Vinte e sete habitantes em Desemboque
07/10/15 07:20“Homens de extrema bravura, desterrados do seu próprio mundo, fundaram no sertão da farinha podre em 1743 a capela de Nossa Senhora do Desterro, dando início ao povoado de Desemboque, marco inicial da colonização do Brasil central.”
É esta frase, de Hidelbrando Pontes, escrita em um grande muro logo na entrada, que recepciona os visitantes. No fim da tarde do dia 5 de outubro eu desembarquei no Arraial de Desemboque (MG), uma pequena vila encravada nas montanhas do sul de Minas Gerais, no distrito de Sacramento, terra do ator Lima Duarte e que tem como filha ilustre a primeira escritora negra do Brasil, Carolina de Jesus.

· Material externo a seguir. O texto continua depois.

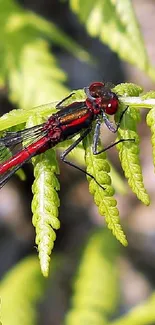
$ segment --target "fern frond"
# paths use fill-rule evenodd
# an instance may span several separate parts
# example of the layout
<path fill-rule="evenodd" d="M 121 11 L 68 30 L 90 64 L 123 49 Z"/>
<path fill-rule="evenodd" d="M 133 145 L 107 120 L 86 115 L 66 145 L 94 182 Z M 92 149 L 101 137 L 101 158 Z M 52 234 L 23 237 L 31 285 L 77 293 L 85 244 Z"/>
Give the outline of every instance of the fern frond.
<path fill-rule="evenodd" d="M 33 116 L 27 126 L 42 122 L 39 116 Z M 32 185 L 33 225 L 36 228 L 36 244 L 38 245 L 41 270 L 48 276 L 50 255 L 56 239 L 55 230 L 60 228 L 58 208 L 60 205 L 57 191 L 60 185 L 56 174 L 59 173 L 55 150 L 50 149 L 32 159 L 34 166 L 34 183 Z"/>
<path fill-rule="evenodd" d="M 110 166 L 106 159 L 106 154 L 93 155 L 92 134 L 84 139 L 83 144 L 85 148 L 87 172 L 93 175 L 97 182 L 105 188 L 105 190 L 103 190 L 92 178 L 87 177 L 89 191 L 94 196 L 94 201 L 98 206 L 100 215 L 105 216 L 108 228 L 112 231 L 114 236 L 126 246 L 127 240 L 120 225 L 119 211 L 116 207 L 117 202 L 113 197 L 114 189 L 111 185 L 111 178 L 109 176 Z M 101 149 L 100 146 L 98 146 L 98 148 L 99 150 Z"/>
<path fill-rule="evenodd" d="M 45 280 L 36 257 L 27 257 L 17 264 L 0 282 L 2 324 L 35 324 L 36 303 L 44 288 Z"/>
<path fill-rule="evenodd" d="M 132 82 L 124 82 L 113 88 L 113 91 L 119 96 L 139 96 L 143 92 L 143 88 Z M 120 98 L 121 100 L 121 98 Z"/>
<path fill-rule="evenodd" d="M 155 79 L 130 0 L 70 0 L 72 10 L 88 33 L 107 44 L 119 57 L 136 65 Z M 141 55 L 139 56 L 139 53 Z"/>
<path fill-rule="evenodd" d="M 134 139 L 134 142 L 121 142 L 117 145 L 117 148 L 125 177 L 128 178 L 129 186 L 144 204 L 149 205 L 150 200 L 144 187 L 139 158 L 139 136 L 136 129 L 139 120 L 140 111 L 134 107 L 128 108 L 121 127 L 118 130 L 117 140 Z"/>
<path fill-rule="evenodd" d="M 154 92 L 155 95 L 155 92 Z M 153 155 L 153 164 L 155 170 L 155 107 L 152 108 L 146 117 L 146 123 L 151 130 L 151 143 L 152 143 L 152 155 Z"/>
<path fill-rule="evenodd" d="M 67 94 L 65 74 L 56 67 L 47 42 L 35 40 L 21 48 L 18 68 L 10 66 L 10 98 L 21 108 L 55 101 Z M 22 87 L 21 87 L 22 85 Z"/>
<path fill-rule="evenodd" d="M 134 84 L 120 84 L 114 88 L 119 95 L 139 96 L 142 88 Z M 121 99 L 120 99 L 121 100 Z M 121 110 L 124 105 L 120 105 L 119 113 L 116 115 L 116 121 L 119 120 Z M 123 117 L 121 126 L 118 130 L 118 139 L 135 139 L 135 142 L 122 142 L 117 145 L 119 158 L 128 183 L 137 197 L 146 205 L 149 205 L 149 196 L 146 193 L 142 169 L 139 158 L 139 136 L 137 133 L 137 123 L 140 121 L 140 110 L 136 107 L 128 108 Z"/>
<path fill-rule="evenodd" d="M 66 325 L 107 324 L 119 300 L 117 254 L 117 242 L 108 230 L 90 237 L 75 279 Z"/>
<path fill-rule="evenodd" d="M 32 159 L 35 180 L 32 186 L 33 225 L 36 228 L 36 244 L 38 245 L 41 270 L 48 276 L 50 255 L 56 239 L 54 229 L 60 228 L 58 207 L 60 205 L 57 191 L 59 183 L 55 176 L 58 167 L 55 151 L 50 150 Z"/>

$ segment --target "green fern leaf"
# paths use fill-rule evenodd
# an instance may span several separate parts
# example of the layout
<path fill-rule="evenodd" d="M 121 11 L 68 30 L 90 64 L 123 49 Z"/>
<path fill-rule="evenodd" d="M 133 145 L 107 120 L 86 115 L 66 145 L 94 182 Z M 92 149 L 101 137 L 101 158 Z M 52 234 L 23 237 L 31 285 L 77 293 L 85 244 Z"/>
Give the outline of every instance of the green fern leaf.
<path fill-rule="evenodd" d="M 40 124 L 42 119 L 33 116 L 27 126 Z M 57 191 L 60 189 L 56 174 L 59 173 L 55 150 L 50 149 L 32 159 L 35 180 L 32 185 L 33 225 L 36 228 L 36 244 L 38 245 L 41 270 L 48 276 L 50 255 L 56 239 L 54 229 L 60 228 L 58 207 L 60 205 Z"/>
<path fill-rule="evenodd" d="M 36 303 L 41 299 L 45 280 L 36 257 L 28 257 L 9 271 L 0 283 L 2 324 L 36 324 Z"/>
<path fill-rule="evenodd" d="M 88 177 L 89 191 L 94 196 L 94 201 L 98 206 L 99 213 L 105 216 L 108 228 L 112 230 L 114 236 L 126 246 L 127 240 L 119 224 L 119 211 L 116 207 L 117 202 L 113 198 L 114 189 L 111 186 L 111 179 L 109 176 L 110 166 L 106 159 L 106 154 L 93 155 L 92 135 L 87 136 L 83 144 L 85 148 L 87 172 L 94 176 L 97 182 L 105 188 L 105 190 L 103 190 L 92 178 Z"/>
<path fill-rule="evenodd" d="M 121 142 L 117 145 L 119 158 L 129 186 L 137 197 L 146 205 L 149 205 L 149 196 L 145 190 L 142 169 L 139 158 L 139 136 L 137 134 L 137 122 L 140 120 L 140 111 L 134 107 L 128 108 L 121 127 L 118 130 L 118 138 L 135 139 L 135 142 Z"/>
<path fill-rule="evenodd" d="M 58 173 L 55 151 L 50 150 L 32 159 L 35 180 L 32 186 L 33 225 L 36 228 L 36 244 L 38 245 L 41 270 L 48 276 L 50 255 L 56 239 L 54 229 L 60 228 L 58 207 L 59 183 L 55 176 Z"/>
<path fill-rule="evenodd" d="M 154 92 L 155 94 L 155 92 Z M 152 143 L 152 155 L 153 155 L 153 163 L 155 168 L 155 107 L 152 108 L 146 117 L 147 125 L 151 129 L 151 143 Z M 155 169 L 154 169 L 155 170 Z"/>
<path fill-rule="evenodd" d="M 108 247 L 108 250 L 107 250 Z M 84 250 L 65 324 L 107 324 L 118 304 L 116 241 L 108 230 L 93 234 Z"/>
<path fill-rule="evenodd" d="M 18 69 L 10 67 L 9 80 L 11 100 L 20 107 L 33 107 L 67 94 L 67 89 L 61 85 L 65 74 L 56 67 L 45 41 L 26 44 L 18 64 Z"/>
<path fill-rule="evenodd" d="M 118 95 L 139 96 L 142 92 L 141 87 L 134 84 L 120 84 L 114 88 Z M 121 97 L 120 97 L 121 101 Z M 118 114 L 116 114 L 116 122 L 118 122 L 121 111 L 124 109 L 120 105 Z M 125 176 L 128 178 L 129 186 L 137 197 L 146 205 L 149 205 L 149 196 L 146 193 L 142 169 L 139 158 L 139 136 L 137 133 L 137 123 L 140 121 L 140 110 L 136 107 L 128 108 L 121 122 L 121 127 L 118 130 L 118 138 L 120 139 L 135 139 L 135 142 L 122 142 L 117 145 L 119 150 L 119 158 Z"/>
<path fill-rule="evenodd" d="M 150 90 L 146 94 L 144 94 L 143 96 L 141 96 L 141 98 L 142 99 L 155 98 L 155 91 L 154 90 Z"/>
<path fill-rule="evenodd" d="M 98 36 L 122 59 L 155 78 L 130 0 L 70 0 L 70 5 L 91 36 Z"/>
<path fill-rule="evenodd" d="M 120 83 L 119 85 L 115 86 L 113 88 L 113 91 L 118 94 L 119 96 L 139 96 L 143 92 L 143 88 L 131 83 L 131 82 L 125 82 Z M 121 98 L 120 98 L 121 100 Z"/>

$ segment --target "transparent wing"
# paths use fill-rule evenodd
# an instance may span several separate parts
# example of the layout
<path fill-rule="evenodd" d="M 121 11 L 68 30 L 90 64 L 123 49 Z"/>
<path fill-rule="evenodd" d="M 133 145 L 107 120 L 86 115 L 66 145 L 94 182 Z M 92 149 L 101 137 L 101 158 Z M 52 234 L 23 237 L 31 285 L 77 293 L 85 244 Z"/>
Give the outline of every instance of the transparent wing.
<path fill-rule="evenodd" d="M 41 124 L 22 131 L 6 132 L 0 138 L 0 164 L 7 161 L 25 146 L 43 137 L 47 132 L 43 126 L 44 124 Z"/>

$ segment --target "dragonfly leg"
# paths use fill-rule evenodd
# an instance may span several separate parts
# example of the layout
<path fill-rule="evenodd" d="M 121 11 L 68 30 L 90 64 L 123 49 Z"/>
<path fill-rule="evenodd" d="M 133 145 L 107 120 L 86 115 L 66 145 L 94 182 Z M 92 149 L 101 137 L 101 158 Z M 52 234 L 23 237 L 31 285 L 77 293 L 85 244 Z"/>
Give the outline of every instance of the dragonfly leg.
<path fill-rule="evenodd" d="M 69 148 L 67 148 L 61 154 L 60 158 L 65 164 L 67 164 L 67 165 L 69 165 L 71 167 L 74 167 L 77 170 L 79 170 L 80 172 L 84 173 L 85 175 L 91 177 L 96 182 L 97 185 L 99 185 L 103 190 L 105 190 L 105 188 L 101 184 L 98 183 L 98 181 L 96 180 L 96 178 L 93 175 L 89 174 L 87 171 L 85 171 L 84 169 L 82 169 L 79 166 L 75 165 L 74 163 L 66 160 L 66 158 L 65 158 L 90 133 L 90 131 L 91 131 L 91 128 L 85 130 L 84 133 L 74 143 L 72 143 Z"/>
<path fill-rule="evenodd" d="M 103 120 L 104 120 L 104 123 L 106 124 L 107 128 L 113 132 L 113 133 L 116 133 L 121 125 L 121 121 L 122 121 L 122 118 L 125 114 L 125 112 L 127 111 L 127 109 L 129 108 L 129 106 L 127 106 L 121 113 L 120 115 L 120 118 L 119 118 L 119 121 L 118 121 L 118 124 L 116 126 L 113 125 L 112 122 L 110 122 L 107 118 L 107 115 L 105 113 L 102 114 L 102 117 L 103 117 Z"/>
<path fill-rule="evenodd" d="M 121 142 L 129 142 L 129 141 L 131 141 L 131 142 L 135 142 L 135 139 L 120 139 L 120 140 L 118 140 L 118 141 L 116 141 L 116 142 L 114 142 L 114 143 L 111 143 L 109 146 L 107 146 L 106 148 L 104 148 L 104 149 L 102 149 L 102 150 L 100 150 L 100 151 L 97 151 L 97 147 L 96 147 L 96 148 L 95 148 L 96 150 L 93 150 L 93 154 L 94 154 L 94 155 L 99 155 L 100 153 L 105 152 L 105 151 L 107 151 L 108 149 L 111 149 L 112 147 L 115 147 L 116 144 L 118 144 L 118 143 L 121 143 Z M 93 146 L 93 149 L 94 149 L 94 146 Z"/>
<path fill-rule="evenodd" d="M 64 103 L 67 99 L 71 98 L 75 93 L 69 94 L 67 97 L 63 98 L 57 105 L 56 108 L 59 109 L 61 108 L 62 103 Z"/>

Depois de ficar por dois dias em Sacramento (MG) –já que o ônibus só sai a cada dois dias, e onde tive de gastar R$ 90 em hospedagem e comida no centenário hotel da cidade–, consegui uma carona.
Ela veio com o professor Carlos Alberto Cerchi, 65, historiador e profundo conhecedor da história do Arraial, junto com sua esposa Maria de Fátima Archanjo, 44, e seu bebê Olga, de dois meses.
Os ponteiros do relógio em Desemboque parecem girar lentamente: a cidade não parou no tempo, mas se recusa a correr, e a vida segue em outro tempo. “Aqui somos donos do nosso tempo” diz Maria de Fatima, uma paulistana que adotou a região.
E de fato é. Ao andar pela “currutela”, como eles mesmo definem, e encontrarmos o sr. José de Moura, Carlos me orienta que ali não se deve cumprimentar de longe. É preciso chegar perto para conversar e eles não gostam de falar alto. O cumprimento de mãos também não segue os nossos padrões, a mão é levantada e não se aperta, apenas encosta.
José Moura, que morava em fazenda ali perto, foi forçado a viver em Desemboque após uma bronquite. Ele não reclama, mas sente falta da fazenda, onde diz que é mais sossegado.
Ao descer um pouco mais pela vila, encontramos o sr. José Renato. Pergunto então se ele tem ideia de quantas pessoas moram ali e ele, sem sair do lugar, faz um rápido senso. “Deixa eu ver, do lado de cá tem, 1, 2, 3.. e depois do lado de lá tem 25, 26, 27…”, e conclui com precisão, 27 pessoas.
Desemboque tem duas igrejas, uma fica bem na entrada e é a dos negros, N. S. do Rosário –apesar de não existir um único negro no pequeno vilarejo. A dos brancos, N. S. do Desterro, fica a cerca de 300 metros mais abaixo. Bem na frente há um cemitério onde existem túmulos de 1893 e, segundo as histórias, somente brancos eram enterrados.
À noite, recebo no acampamento que montei bem no meio do arraial a visita do morador Lazaro Francisco Paula, 70, que estranhou o movimento da barraca e foi verificar de perto o que era.
Depois de me apresentar ele esticou sua mão e apenas encostou na minha, como é o habito local.
Ele conta que só saiu de Desemboque uma única vez na vida e que não ficou fora mais que 11 meses pois não aguentou a agitação da cidade grande. Eu então perguntei onde ele morou: “Sacramento”, disse ele, uma cidade que tem menos de 25 mil habitantes e é bastante pacata.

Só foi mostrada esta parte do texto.